2nd enslaving voyage (1789–1791): The pass named Captain Richard Rogers as master, and he was still master while she was loading before leaving Bristol. However, the muster roll gave the name of the master as Thomas Grimes. Lovely Lass sailed from Bristol on 21 November 1789, bound for the Gold Coast. Lovely Lass started acquiring captives on 25 January 1790 at Tantumquerry and then at Anomabu. She sailed from Africa on 15 February 1791 and arrived at Jamaica on 6 April. Various accounts put the number of captives embarked as 350, 377, or 380 captives, and arrived with 368. She had left Bristol with 42 crew members and engaged six more in Africa. She arrived at Jamaica with 34 and discharged nine there and at St Vincent; she arrived back at Bristol with 25 crew members. Lovely Lass arrived back at Bristol on 19 May.

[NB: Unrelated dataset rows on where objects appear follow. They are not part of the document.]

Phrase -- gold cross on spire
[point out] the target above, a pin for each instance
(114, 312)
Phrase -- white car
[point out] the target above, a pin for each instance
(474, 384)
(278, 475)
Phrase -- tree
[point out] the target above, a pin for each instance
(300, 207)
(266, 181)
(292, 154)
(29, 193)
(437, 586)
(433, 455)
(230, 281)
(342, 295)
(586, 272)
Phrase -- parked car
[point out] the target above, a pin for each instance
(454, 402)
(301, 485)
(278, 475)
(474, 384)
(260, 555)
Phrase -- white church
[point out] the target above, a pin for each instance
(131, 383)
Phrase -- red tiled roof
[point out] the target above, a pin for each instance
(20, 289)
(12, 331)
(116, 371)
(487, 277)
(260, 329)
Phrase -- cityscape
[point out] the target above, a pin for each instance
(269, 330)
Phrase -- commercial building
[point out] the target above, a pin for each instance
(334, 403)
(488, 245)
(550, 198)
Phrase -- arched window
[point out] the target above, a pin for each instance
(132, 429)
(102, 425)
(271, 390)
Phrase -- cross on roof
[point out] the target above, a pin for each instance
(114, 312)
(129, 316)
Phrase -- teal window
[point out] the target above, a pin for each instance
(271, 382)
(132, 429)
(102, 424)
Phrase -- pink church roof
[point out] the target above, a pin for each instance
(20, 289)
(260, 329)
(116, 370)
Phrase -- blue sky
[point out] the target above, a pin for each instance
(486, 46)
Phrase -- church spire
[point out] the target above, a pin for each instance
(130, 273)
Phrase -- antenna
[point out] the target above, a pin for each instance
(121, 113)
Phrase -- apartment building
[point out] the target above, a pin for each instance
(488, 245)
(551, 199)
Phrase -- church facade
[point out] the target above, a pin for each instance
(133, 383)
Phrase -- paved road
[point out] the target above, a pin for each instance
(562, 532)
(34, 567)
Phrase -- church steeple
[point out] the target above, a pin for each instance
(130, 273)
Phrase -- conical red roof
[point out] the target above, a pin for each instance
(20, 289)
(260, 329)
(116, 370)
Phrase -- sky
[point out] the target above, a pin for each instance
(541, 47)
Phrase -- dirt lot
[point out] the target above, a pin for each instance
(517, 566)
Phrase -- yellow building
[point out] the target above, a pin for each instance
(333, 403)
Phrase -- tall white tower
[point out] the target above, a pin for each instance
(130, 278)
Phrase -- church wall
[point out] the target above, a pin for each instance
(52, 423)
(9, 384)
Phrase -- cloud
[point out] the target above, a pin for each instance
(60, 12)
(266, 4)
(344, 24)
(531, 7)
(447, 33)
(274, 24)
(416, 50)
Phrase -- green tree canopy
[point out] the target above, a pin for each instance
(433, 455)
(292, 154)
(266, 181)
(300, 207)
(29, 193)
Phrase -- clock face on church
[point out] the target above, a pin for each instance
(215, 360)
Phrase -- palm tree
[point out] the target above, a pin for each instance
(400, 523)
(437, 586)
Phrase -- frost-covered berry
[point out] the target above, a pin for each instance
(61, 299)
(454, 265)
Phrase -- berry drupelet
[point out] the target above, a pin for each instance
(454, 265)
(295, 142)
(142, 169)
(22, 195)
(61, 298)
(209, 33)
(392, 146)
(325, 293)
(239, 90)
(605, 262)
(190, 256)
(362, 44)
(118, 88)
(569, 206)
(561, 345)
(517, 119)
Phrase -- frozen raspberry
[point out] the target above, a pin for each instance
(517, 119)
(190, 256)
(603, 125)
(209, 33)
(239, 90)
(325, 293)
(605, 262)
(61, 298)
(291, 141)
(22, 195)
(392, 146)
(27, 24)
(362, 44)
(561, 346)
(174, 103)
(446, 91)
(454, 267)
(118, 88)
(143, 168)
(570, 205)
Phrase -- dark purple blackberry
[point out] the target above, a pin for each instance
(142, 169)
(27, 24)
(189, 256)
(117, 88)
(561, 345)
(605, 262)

3rd enslaving voyage (1792–1794): Captain John Wade Robinson sailed from Bristol on 3 January 1792, bound for West Africa. Lovely Lass started acquiring captives on 7 April at Cape Lahou. She then acquired some more at Anomabu. Her principal place for acquiring captives was Cape Coast Castle. She sailed from Africa on 22 November 1793. She arrived at Kingston, Jamaica on 9 January 1794. She had embarked 416 captives and she arrived at Kingston with 413. However, other sources report that she had acquired 738 slaves between Cape Lahou and Cape Coast Castle. One died on the coast and 310 were transshipped before she left with 316. Yet another report has Lively Lass taking on 416 captives at Apollonia and losing five on her voyage from Africa to Jamaica. Lively Lass left Bristol with 39 crew members and she engaged 14 more on the African coast; she had 26 when she arrived at Kingston. There she discharged 18. She apparently stopped at San Domingo before returning to Bristol; she engaged 26 crew members at Jamaica and possibly San Domingo. Lovely Lass sailed from Kingston on 10 May and arrived at London on 29 July.

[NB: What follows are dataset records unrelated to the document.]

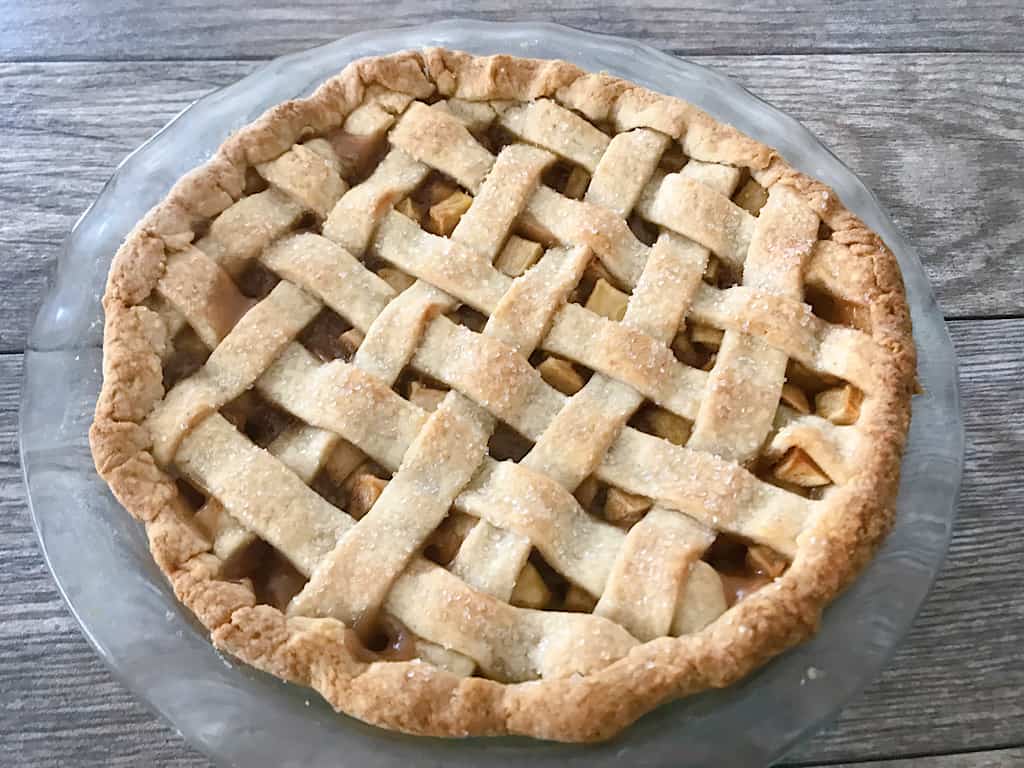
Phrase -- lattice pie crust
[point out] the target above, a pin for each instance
(488, 395)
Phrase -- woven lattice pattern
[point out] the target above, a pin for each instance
(511, 391)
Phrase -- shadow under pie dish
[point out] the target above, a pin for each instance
(486, 395)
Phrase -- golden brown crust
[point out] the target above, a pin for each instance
(419, 697)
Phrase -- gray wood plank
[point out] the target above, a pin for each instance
(989, 759)
(935, 135)
(956, 685)
(238, 29)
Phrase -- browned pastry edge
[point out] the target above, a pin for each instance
(420, 697)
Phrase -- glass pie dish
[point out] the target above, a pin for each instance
(237, 715)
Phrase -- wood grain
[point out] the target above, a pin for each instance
(988, 759)
(946, 177)
(132, 30)
(955, 685)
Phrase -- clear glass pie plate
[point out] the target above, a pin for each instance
(237, 716)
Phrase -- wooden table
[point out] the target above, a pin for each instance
(924, 100)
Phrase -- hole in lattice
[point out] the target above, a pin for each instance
(256, 281)
(600, 292)
(591, 495)
(187, 356)
(565, 376)
(259, 420)
(624, 509)
(275, 581)
(443, 543)
(792, 473)
(330, 488)
(498, 137)
(539, 586)
(507, 444)
(355, 491)
(691, 353)
(654, 420)
(743, 566)
(330, 337)
(420, 389)
(466, 315)
(382, 637)
(811, 382)
(643, 229)
(750, 196)
(837, 310)
(567, 179)
(357, 154)
(192, 496)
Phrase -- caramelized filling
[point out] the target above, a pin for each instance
(741, 572)
(188, 355)
(376, 638)
(323, 336)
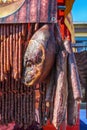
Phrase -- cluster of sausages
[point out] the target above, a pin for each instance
(52, 100)
(12, 38)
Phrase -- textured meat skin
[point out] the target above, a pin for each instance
(61, 93)
(72, 107)
(76, 87)
(39, 56)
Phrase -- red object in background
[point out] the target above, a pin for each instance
(49, 126)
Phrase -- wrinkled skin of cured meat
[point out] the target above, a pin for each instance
(39, 56)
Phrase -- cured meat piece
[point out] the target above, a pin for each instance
(2, 54)
(76, 87)
(36, 61)
(8, 47)
(61, 93)
(5, 54)
(71, 109)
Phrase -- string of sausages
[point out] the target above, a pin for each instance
(12, 38)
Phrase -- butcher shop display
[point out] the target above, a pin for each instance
(39, 79)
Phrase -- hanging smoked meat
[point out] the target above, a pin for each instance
(39, 56)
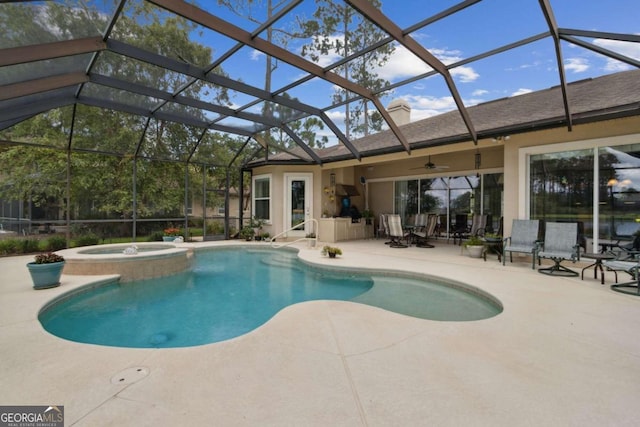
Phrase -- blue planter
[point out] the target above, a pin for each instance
(45, 275)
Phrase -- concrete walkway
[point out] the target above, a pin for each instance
(564, 352)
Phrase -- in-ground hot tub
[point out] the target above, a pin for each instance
(151, 260)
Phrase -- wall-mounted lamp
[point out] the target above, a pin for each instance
(501, 138)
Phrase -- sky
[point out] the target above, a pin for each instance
(479, 28)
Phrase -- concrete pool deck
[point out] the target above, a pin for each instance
(564, 352)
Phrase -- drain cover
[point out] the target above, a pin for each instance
(130, 375)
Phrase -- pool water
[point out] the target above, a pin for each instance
(233, 291)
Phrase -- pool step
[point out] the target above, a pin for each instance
(279, 260)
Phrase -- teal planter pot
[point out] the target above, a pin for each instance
(45, 275)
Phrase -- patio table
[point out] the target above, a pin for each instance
(597, 265)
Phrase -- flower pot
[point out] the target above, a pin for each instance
(475, 251)
(45, 275)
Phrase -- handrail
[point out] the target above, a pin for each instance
(296, 227)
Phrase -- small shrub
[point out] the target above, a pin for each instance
(87, 240)
(331, 250)
(156, 236)
(48, 258)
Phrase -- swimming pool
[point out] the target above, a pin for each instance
(231, 292)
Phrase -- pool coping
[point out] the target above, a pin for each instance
(540, 361)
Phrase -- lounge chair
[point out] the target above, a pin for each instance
(383, 227)
(396, 233)
(523, 239)
(422, 235)
(560, 244)
(630, 267)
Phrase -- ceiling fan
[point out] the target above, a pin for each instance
(432, 166)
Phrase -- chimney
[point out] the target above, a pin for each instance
(399, 111)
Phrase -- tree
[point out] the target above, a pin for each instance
(337, 28)
(305, 128)
(101, 184)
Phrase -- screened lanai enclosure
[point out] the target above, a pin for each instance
(127, 117)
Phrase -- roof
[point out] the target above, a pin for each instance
(592, 100)
(194, 66)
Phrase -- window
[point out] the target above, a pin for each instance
(262, 197)
(594, 183)
(451, 196)
(619, 191)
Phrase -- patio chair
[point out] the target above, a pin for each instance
(396, 233)
(383, 227)
(560, 244)
(422, 236)
(523, 239)
(628, 266)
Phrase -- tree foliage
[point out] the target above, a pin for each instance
(102, 177)
(336, 28)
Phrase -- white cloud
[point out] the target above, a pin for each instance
(577, 65)
(428, 106)
(631, 50)
(402, 64)
(521, 91)
(465, 74)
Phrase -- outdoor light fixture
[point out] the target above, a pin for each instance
(501, 138)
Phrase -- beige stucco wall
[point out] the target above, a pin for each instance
(379, 171)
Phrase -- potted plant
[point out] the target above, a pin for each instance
(46, 270)
(475, 246)
(492, 237)
(247, 233)
(256, 223)
(311, 240)
(332, 251)
(368, 216)
(170, 234)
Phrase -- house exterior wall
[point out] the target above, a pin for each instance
(380, 171)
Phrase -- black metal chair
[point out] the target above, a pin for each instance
(560, 244)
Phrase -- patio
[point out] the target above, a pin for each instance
(563, 352)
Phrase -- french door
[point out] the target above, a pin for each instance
(298, 203)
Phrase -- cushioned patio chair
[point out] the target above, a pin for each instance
(523, 239)
(396, 233)
(422, 235)
(628, 266)
(560, 244)
(383, 227)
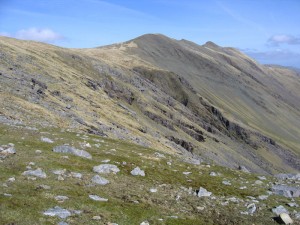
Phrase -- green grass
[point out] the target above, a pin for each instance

| Year | Master | Owner | Trade | Source & notes |
|---|---|---|---|---|
| 1795 | J.R.Wade Rydell | Jones & Co. | Bristol–Africa Liverpool–Barbados | LR; almost rebuilt 1795 |
| 1797 | R.Rydell W. Lace | J.Dawson & Co. | Liverpool–Barbados Liverpool–Africa | LR; almost rebuilt 1795 |
| 1798 | W.Lace | T.Parr & Co. | Liverpool–Africa | LR; almost rebuilt 1795, & damages repaired 1797 |

4th enslaving voyage (1797–loss): Captain William Lace sailed from Liverpool on 21 December 1797, bound for West Africa. On 30 December Lovely Lass was in company with , Hird, master, when two privateers, one of 22 guns and one of 18 guns, engaged them for four hours before giving up. Agreeable and Lovely Lass were reported "all well" on 14 January 1798 at .

==Loss==
Lovely Lass was reported to have foundered off Cape Lopez, Africa. She had not embarked any captives.

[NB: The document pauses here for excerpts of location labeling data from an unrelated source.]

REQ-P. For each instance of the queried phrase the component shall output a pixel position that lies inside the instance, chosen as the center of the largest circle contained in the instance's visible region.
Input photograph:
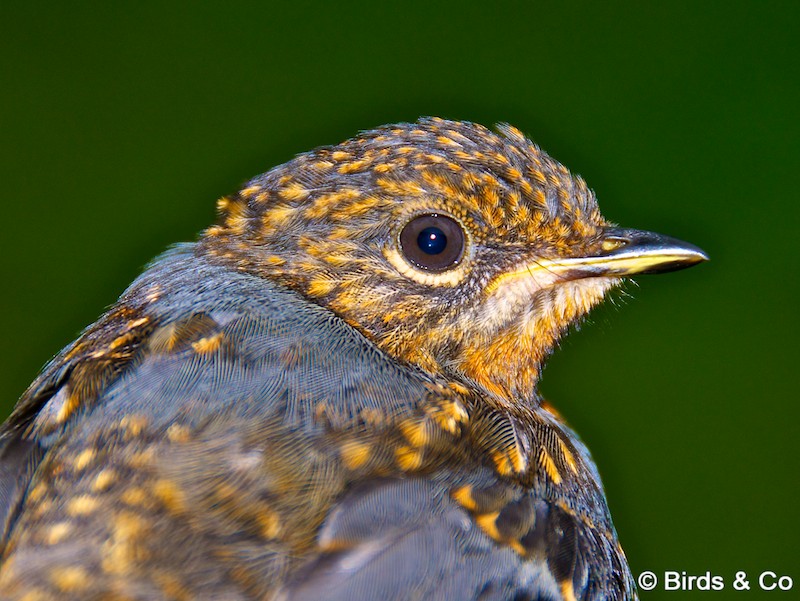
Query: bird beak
(625, 252)
(619, 253)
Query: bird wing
(215, 436)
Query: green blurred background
(120, 126)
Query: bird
(332, 392)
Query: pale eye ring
(432, 242)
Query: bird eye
(432, 242)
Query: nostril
(614, 243)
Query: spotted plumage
(332, 394)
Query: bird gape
(332, 394)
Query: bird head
(464, 252)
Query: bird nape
(332, 393)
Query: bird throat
(506, 355)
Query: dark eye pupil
(432, 240)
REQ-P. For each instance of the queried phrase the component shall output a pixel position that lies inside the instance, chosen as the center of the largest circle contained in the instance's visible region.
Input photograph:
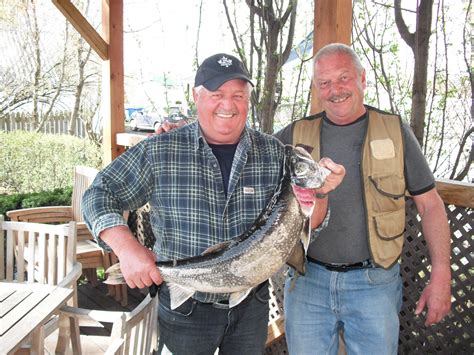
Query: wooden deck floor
(94, 340)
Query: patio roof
(332, 23)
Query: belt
(224, 304)
(342, 267)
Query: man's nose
(227, 103)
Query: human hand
(169, 126)
(334, 179)
(436, 297)
(137, 263)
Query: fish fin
(178, 294)
(306, 235)
(113, 269)
(297, 259)
(216, 247)
(237, 297)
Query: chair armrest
(115, 347)
(91, 317)
(47, 214)
(72, 276)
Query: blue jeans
(364, 303)
(197, 328)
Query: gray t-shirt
(345, 239)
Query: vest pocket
(389, 185)
(388, 192)
(390, 225)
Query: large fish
(240, 264)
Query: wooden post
(113, 79)
(332, 23)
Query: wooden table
(24, 308)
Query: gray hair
(339, 48)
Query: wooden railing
(452, 336)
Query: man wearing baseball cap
(206, 183)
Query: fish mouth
(304, 171)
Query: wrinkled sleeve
(125, 184)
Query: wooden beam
(456, 192)
(332, 23)
(113, 79)
(82, 26)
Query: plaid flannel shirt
(180, 177)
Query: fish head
(304, 171)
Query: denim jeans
(197, 328)
(364, 303)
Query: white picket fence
(58, 123)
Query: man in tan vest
(352, 279)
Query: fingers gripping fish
(240, 264)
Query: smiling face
(340, 87)
(222, 113)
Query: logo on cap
(225, 62)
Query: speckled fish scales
(242, 263)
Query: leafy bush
(42, 162)
(57, 197)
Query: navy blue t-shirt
(225, 155)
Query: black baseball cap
(219, 68)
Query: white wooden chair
(40, 253)
(89, 254)
(134, 332)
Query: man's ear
(363, 79)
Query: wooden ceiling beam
(332, 23)
(82, 26)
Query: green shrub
(57, 197)
(42, 162)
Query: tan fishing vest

In 1798, 25 British enslaving vessels were lost. In 1798, 160 vessels sailed from British ports on enslaving voyages, giving a loss rate for that year of about 16%. Twelve vessels were lost on the coast of Africa. During the period 1793 to 1807, war, rather than maritime hazards or resistance by the captives, was the greatest cause of vessel losses among British slave vessels.

It is highly possible that the French had captured Lovely Lass, or that her crew was rescued. A biography of notable people from the Isle of Man reports the engagement of 30 December 1797, and then goes on to report that William Lace captured many prizes before a French fleet captured him. He was taken to France, from where he escaped, and had other adventures before he died in 1850.